AI security analysis alone is not enough. A model can flag suspicious code and suggest a fix, but security also needs deterministic context: reachability, dependency usage, policy rules, audit logs, runtime behavior, customer environment signals, and verified exploitability.
A 2026 study of coding agents points in the same direction. No single agent dominated every task type. The model matters, but the system around the model matters too.
I have been working for a bit on my own project, Acto, from that system angle. It is not meant to be a better model. It is a security agent layer around models, tools, repo memory, verification, and external evidence.
Codex, Claude Code, Cursor, Devin, and similar agents can be strong in one session. They search the repo, read files, run tests, and build temporary context. Acto is about keeping the useful parts after the task ends.
The memory is not chat history. It is evidence like this:
scanner rule D is noisy here
test B caught regression C
trace G proved input reached sink H
That can be connected to public CVE and advisory feeds, package metadata, SBOMs, internal scanner results, incident history, ClickHouse logs, traces, WAF events, exploit attempts, and production signals.
This matters because the hard part is not just finding alerts. It is knowing what is real, what is reachable, what is exposed in the actual environment, and what can be fixed without breaking something else.

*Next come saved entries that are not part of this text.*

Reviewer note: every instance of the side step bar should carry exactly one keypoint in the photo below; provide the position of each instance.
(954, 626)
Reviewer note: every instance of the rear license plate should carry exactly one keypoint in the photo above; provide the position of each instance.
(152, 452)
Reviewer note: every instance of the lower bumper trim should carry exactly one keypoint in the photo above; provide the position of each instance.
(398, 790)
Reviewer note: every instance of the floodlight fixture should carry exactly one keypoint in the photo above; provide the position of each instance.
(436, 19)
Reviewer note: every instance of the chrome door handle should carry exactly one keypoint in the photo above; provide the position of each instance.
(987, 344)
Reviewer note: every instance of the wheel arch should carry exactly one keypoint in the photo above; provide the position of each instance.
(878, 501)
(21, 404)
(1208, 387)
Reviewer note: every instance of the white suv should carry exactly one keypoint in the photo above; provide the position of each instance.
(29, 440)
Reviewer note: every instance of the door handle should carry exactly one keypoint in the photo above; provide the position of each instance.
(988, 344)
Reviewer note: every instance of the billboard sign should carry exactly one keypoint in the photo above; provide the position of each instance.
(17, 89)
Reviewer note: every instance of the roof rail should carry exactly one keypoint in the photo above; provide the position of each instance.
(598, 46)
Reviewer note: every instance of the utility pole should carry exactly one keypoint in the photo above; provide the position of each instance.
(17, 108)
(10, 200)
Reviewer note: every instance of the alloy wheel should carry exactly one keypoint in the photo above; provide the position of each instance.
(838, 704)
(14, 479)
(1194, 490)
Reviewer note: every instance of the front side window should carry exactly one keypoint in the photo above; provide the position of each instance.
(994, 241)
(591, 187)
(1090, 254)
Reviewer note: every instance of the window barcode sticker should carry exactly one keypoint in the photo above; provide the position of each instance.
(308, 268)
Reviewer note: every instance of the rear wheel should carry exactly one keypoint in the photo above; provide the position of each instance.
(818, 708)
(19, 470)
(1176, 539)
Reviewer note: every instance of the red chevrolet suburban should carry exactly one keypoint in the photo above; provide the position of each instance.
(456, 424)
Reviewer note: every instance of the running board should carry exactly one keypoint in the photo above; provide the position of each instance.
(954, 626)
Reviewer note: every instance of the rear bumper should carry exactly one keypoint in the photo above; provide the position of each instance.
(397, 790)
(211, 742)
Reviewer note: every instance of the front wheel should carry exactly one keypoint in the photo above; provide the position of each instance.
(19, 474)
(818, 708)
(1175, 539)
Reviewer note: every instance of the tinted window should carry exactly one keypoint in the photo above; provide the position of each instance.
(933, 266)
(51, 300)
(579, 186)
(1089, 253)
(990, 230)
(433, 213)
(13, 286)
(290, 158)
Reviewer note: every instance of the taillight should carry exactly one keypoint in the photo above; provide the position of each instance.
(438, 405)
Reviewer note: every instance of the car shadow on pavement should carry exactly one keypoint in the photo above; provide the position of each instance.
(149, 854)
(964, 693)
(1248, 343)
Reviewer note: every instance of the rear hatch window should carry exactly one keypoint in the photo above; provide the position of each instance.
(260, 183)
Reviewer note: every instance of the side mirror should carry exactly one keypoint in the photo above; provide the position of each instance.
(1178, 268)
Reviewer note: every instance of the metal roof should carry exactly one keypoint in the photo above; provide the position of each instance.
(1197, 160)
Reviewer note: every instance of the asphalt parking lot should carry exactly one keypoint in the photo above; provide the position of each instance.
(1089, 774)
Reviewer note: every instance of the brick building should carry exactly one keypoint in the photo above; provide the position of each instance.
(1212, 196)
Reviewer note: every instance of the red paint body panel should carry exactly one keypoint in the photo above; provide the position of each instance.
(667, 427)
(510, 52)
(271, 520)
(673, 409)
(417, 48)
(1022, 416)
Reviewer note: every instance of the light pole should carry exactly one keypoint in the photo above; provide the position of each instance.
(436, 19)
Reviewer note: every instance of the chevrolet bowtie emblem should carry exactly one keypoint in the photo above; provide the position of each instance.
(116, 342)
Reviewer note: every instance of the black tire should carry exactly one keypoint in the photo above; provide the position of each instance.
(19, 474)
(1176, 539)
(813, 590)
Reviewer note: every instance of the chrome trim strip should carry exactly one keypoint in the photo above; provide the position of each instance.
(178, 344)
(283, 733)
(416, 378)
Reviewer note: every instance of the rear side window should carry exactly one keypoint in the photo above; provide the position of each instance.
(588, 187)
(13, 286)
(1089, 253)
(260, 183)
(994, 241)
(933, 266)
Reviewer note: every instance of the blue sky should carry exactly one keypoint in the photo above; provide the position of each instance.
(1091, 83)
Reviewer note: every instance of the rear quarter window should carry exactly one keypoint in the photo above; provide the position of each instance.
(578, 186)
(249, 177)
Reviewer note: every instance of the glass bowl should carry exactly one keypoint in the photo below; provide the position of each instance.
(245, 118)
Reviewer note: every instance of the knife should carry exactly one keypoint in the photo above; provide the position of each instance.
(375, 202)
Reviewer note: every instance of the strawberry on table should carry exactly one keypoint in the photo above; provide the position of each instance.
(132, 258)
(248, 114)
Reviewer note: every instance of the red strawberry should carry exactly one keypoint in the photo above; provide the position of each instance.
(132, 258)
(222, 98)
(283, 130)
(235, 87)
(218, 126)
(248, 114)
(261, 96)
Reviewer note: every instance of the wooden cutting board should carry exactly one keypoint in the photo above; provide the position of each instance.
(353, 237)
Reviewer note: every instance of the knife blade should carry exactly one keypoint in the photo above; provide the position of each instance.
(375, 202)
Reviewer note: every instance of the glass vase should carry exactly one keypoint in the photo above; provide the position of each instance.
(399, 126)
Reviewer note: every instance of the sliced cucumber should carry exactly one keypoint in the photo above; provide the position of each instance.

A normal agent might do this:
alert -> read code -> suggest fix
Acto is meant to keep more of the chain:
finding
-> affected code
-> external and internal evidence
-> reachability
-> tests and candidate fixes
-> verifier result
-> memory update
The memory update changes later runs. Useful context can be retrieved earlier. Noisy rules can be demoted. Tests can be linked to the code they protect. Internal data sources can be tracked by where they actually helped.
Codex, Claude, or Mythos-like systems may be stronger at raw reasoning. Acto's role is to preserve repo-specific evidence between runs, so security work becomes less cold, less noisy, and easier to verify.